YENİ DÖNEMDE GÜVENLİK MİMARİSİ VE TÜRKİYE
Rusya’nın Ukrayna’da giriştiği işgal eylemi hiç şüphesiz uzun dönemde şekillenecek yeni bir çağı başlattı. Oluşum halindeki yeni küresel düzen içinde ağırlığını giderek daha fazla hissettiren jeopolitik-jeostratejik çekişmeden yeryüzünün tüm aktörleri değişen ölçülerde de olsa paylarını almakta. Bu yeniden yapılanma sürecine NATO da bir şekilde dahil olacak. İttifak, küresel çekişme içinde daha fazla bütünleşme, uyum sağlama ve bundan hareketle rol ve konumunu belirlemekle sınanacak. Bu sınamanın sonuçlarının izdüşümlerini STKON’da kısa bir süre sonra göreceğiz.

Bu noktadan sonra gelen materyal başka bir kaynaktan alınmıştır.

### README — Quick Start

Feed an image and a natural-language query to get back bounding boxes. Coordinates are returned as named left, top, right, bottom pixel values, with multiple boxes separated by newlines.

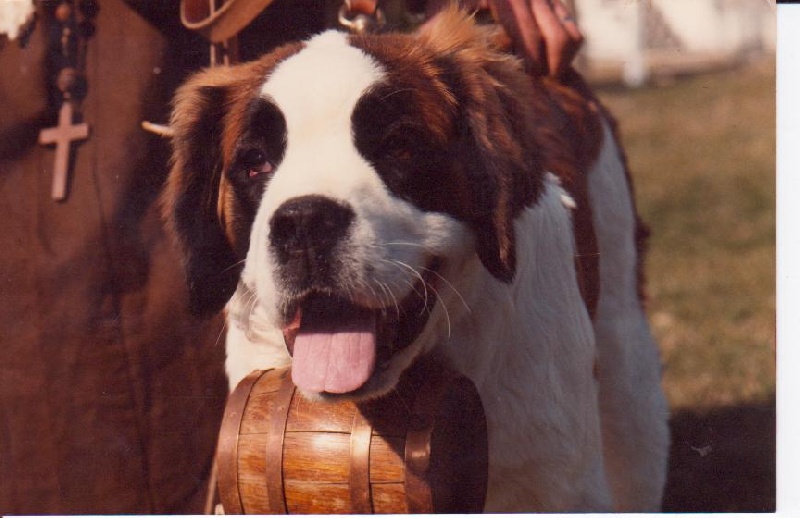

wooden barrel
left=217, top=363, right=488, bottom=514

Ukrayna’nın işgaliyle birlikte bölgede bundan en fazla etkilenen ülkeler arasında Türkiye de bulunuyor. Hem güvenlik hem ekonomik-ticari alanlarda ortaya çıkan kötüleşmenin sonuçlarını yaşıyor. Bu süreç devam ederken demokrasisindeki geri gidiş hızlanıyor. Türkiye maalesef artık demokratik olmayan ülkeler kategorisinde görülüyor ve otokrasiye savrulmakta olduğu algısı günden güne güç kazanıyor.

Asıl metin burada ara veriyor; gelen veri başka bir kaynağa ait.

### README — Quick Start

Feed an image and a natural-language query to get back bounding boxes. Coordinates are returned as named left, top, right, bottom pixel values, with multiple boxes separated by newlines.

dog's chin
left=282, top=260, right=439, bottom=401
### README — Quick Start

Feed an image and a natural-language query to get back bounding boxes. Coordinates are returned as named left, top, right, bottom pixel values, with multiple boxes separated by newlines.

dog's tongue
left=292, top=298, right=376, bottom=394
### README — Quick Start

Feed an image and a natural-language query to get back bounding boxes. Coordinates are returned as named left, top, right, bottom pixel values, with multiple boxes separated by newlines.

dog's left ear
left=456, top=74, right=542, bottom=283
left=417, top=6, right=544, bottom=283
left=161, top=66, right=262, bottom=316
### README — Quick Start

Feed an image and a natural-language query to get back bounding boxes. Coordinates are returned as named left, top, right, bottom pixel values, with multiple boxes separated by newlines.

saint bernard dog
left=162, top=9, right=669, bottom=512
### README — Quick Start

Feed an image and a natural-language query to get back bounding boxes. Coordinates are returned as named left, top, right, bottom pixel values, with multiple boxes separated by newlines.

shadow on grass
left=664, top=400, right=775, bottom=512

Temelleri Rönesans ve Reformasyonla atılan, Fransız Devrimiyle ve Aydınlanma çağıyla pekişen, ulus-devletlerin doğuşuyla yeni boyutlar kazanan, insanlığa maliyeti yüksek büyük devinim ve devrimlerle makas değiştirip ana eksenlerini BM Şartı, Evrensel İnsan Hakları Beyannamesi, Avrupa Konseyi, AGİT, AB ve OECD gibi kurumlarda bulan, uluslararası hukuku da kapsayan hukuk devletini önceleyen çağdaş demokratik norm ve uygulamalardan uzaklaşmakla karşımızda şekillenmeye başlayan yeni bir çağda Türkiye’nin layık olduğu yere gelmesini ummak boş bir hayalden ibaret kalacak.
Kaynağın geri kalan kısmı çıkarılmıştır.